I'm using Kruskal-Wallis to as a non-parametric ANOVA of a non-normal distribution. My understanding is that it assumes each group of the independent variable has the same shape. As it turns out, three of my four groups have approximately the same shape, however the fourth does not. The fourth is roughly the inverse of the first two.

Does this invalidate significance? Are there any steps I should take to mitigate its impact?
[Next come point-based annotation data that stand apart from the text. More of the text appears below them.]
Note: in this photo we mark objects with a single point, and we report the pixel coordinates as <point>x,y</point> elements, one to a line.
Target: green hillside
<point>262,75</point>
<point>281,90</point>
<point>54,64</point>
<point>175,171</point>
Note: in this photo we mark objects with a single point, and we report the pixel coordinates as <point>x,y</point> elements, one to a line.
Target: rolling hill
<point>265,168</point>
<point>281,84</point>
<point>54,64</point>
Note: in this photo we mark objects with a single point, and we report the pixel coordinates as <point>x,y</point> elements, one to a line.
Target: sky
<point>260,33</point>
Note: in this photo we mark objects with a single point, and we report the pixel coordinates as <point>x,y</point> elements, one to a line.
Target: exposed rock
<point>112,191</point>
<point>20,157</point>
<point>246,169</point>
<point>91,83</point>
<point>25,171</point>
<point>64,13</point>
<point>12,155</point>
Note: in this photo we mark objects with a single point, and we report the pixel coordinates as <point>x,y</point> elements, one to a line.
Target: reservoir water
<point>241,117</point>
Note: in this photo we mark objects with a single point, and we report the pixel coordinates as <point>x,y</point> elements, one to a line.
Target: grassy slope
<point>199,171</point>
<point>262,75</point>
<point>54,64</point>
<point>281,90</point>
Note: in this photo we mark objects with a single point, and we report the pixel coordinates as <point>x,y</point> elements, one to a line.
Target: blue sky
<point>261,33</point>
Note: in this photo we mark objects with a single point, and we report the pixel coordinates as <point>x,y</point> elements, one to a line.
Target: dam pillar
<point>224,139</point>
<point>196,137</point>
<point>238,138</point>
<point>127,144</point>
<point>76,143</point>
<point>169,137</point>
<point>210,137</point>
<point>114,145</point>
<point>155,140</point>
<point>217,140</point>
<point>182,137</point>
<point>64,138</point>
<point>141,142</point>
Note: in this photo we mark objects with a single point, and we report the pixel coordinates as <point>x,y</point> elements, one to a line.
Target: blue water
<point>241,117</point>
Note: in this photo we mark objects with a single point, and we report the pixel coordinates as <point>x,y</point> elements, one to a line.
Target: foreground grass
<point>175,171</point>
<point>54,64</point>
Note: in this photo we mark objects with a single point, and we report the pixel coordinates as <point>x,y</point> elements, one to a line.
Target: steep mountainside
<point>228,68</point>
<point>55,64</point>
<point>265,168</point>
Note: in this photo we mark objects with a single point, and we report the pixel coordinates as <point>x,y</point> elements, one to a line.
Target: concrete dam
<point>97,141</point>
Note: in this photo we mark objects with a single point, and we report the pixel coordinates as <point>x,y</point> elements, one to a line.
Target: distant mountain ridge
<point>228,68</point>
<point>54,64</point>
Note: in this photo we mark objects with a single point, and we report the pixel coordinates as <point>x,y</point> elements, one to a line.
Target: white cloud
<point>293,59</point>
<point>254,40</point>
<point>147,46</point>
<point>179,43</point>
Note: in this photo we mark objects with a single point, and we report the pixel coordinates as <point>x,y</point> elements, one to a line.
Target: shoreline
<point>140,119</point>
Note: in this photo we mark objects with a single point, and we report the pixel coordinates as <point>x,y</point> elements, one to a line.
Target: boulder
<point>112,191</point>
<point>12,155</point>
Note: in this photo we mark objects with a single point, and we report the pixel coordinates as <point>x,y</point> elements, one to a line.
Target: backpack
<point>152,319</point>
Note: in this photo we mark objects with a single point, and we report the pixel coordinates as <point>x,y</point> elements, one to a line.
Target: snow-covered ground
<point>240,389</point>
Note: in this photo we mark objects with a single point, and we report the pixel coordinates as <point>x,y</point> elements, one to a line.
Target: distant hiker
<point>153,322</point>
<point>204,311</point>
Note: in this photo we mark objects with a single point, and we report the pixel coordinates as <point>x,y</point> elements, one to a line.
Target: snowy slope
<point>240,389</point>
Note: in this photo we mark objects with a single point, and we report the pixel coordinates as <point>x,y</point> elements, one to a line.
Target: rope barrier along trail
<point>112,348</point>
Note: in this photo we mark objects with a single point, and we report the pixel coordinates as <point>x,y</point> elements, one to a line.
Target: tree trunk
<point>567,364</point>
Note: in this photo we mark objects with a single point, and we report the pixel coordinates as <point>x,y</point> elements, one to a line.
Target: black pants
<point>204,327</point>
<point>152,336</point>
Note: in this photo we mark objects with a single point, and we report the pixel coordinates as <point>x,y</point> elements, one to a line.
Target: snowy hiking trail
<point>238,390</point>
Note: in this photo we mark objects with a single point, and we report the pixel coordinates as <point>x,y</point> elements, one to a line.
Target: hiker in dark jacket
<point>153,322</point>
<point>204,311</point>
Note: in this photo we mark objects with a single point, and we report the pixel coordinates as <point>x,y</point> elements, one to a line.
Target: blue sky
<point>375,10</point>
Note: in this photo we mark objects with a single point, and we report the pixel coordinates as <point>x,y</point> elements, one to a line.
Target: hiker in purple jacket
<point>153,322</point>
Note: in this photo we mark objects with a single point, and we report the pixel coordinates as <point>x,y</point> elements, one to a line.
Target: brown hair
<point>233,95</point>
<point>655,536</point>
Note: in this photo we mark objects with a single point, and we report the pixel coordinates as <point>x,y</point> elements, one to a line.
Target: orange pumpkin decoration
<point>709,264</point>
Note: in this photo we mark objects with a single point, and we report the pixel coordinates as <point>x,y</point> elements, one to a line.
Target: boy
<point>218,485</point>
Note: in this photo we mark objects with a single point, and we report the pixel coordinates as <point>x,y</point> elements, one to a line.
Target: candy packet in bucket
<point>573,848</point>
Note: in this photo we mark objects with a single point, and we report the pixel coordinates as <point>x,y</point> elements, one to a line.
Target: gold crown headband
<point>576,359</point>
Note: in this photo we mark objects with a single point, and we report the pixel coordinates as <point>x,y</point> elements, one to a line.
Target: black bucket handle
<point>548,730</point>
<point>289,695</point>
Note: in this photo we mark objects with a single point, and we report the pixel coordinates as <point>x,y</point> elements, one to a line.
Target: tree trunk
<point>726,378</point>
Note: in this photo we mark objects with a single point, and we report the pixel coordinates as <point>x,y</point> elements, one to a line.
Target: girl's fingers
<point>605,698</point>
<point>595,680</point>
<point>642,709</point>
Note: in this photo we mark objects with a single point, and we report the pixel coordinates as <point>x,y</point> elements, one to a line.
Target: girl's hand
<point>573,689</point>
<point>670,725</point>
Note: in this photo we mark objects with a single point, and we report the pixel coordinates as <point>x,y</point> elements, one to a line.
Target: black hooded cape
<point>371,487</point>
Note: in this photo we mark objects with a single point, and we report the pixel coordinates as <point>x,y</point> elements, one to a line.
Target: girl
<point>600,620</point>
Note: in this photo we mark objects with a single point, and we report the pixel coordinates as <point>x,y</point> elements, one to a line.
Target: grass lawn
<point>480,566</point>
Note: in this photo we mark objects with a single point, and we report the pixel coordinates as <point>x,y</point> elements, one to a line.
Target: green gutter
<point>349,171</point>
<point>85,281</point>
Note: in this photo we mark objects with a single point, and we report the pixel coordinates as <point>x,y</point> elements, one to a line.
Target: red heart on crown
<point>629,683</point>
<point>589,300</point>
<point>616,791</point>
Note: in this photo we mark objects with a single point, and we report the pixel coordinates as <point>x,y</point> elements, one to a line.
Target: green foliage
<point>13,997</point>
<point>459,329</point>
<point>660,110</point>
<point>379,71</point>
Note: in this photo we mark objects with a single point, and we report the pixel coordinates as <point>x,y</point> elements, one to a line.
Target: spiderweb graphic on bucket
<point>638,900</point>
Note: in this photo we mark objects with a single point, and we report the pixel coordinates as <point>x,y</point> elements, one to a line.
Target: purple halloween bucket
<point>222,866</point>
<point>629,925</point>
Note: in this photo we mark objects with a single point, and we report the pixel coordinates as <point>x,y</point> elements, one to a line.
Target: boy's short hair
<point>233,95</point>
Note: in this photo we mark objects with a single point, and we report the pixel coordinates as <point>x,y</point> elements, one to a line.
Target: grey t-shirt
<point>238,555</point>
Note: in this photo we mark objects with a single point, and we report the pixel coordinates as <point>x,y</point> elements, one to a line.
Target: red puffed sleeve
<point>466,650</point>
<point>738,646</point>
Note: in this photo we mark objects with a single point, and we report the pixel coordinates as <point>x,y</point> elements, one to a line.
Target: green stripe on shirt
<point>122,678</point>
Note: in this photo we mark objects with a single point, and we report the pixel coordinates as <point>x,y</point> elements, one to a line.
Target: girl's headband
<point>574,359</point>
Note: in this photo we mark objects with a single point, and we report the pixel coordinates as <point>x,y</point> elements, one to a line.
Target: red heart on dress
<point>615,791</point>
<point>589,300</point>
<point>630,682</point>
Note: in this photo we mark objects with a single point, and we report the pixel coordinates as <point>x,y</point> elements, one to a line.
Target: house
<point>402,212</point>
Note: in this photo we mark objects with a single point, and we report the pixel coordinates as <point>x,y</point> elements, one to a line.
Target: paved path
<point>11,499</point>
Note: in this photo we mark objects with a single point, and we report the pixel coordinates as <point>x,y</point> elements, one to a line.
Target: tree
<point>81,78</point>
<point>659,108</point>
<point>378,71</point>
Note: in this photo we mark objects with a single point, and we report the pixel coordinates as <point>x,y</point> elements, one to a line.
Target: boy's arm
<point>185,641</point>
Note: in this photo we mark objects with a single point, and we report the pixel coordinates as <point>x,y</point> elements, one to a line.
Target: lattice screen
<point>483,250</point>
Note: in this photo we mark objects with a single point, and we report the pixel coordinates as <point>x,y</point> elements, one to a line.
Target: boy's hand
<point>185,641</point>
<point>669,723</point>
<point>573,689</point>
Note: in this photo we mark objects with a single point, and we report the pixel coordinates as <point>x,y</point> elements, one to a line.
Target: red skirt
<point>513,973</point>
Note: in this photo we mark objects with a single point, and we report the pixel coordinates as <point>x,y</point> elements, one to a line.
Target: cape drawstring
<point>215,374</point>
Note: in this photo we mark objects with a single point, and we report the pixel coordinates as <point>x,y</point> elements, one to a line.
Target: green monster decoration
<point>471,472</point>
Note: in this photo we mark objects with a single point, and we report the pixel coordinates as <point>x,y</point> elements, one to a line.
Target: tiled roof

Update based on comment and further steps taken:

@Miroslav Sabo pointed me to a similar question he asked about using Mann-Whitney when certain assumptions are not met. That answer suggested welch's correction.

Nick Cox
  • 48,377
  • 8
  • 110
  • 156
Thain
  • 53
  • 5
  • This may be helpful http://stats.stackexchange.com/questions/65405/what-to-do-when-a-mann-whitney-u-assumption-is-violated#comment126284_65405 – sitems Jul 27 '13 at 10:06
  • Hi Miroslav. Your link is helpful. However, my data has four groups rather than two, hence Kruskal-Wallis rather than Mann-Whitney. Are there tests equivalent to Welch's correction that work for more than two samples? – Thain Jul 27 '13 at 10:31
  • 2
    Mann-Whitney and its direct extension to multiple groups Kruskal-Wallis do _not_ require the distributions be of the same shape. The tests compare gravity locations, assess stochastic dominance. But if you choose to add the equality-of-shapes assumption then the tests are about the difference in shift (i.e. in any quantile's position). – ttnphns Jul 27 '13 at 11:29
  • I deleted the duplicate material about `wtest`, already answered in another question. – Nick Cox Jul 27 '13 at 13:18

1 Answers1

4

As ttnphns commented, neither Kruskal-Wallis nor rank sum tests have any assumptions about distributional similarity between groups. There is a point of confusion that somtimes arises in these tests because, while in the most general sense they are tests for stochastic dominance (e.g., H$_{0} \text{: P}(X_{A} > X_{B}) = \frac{1}{2})$, with two additional assumptions—(1) that the distributions are the same shape, and (2) that any differences between the distributions of the groups are differences of central location—the tests can be interpreted as tests for median difference (e.g., H$_{0} \text{: } \tilde{x}_{A} = \tilde{x}_{b}$).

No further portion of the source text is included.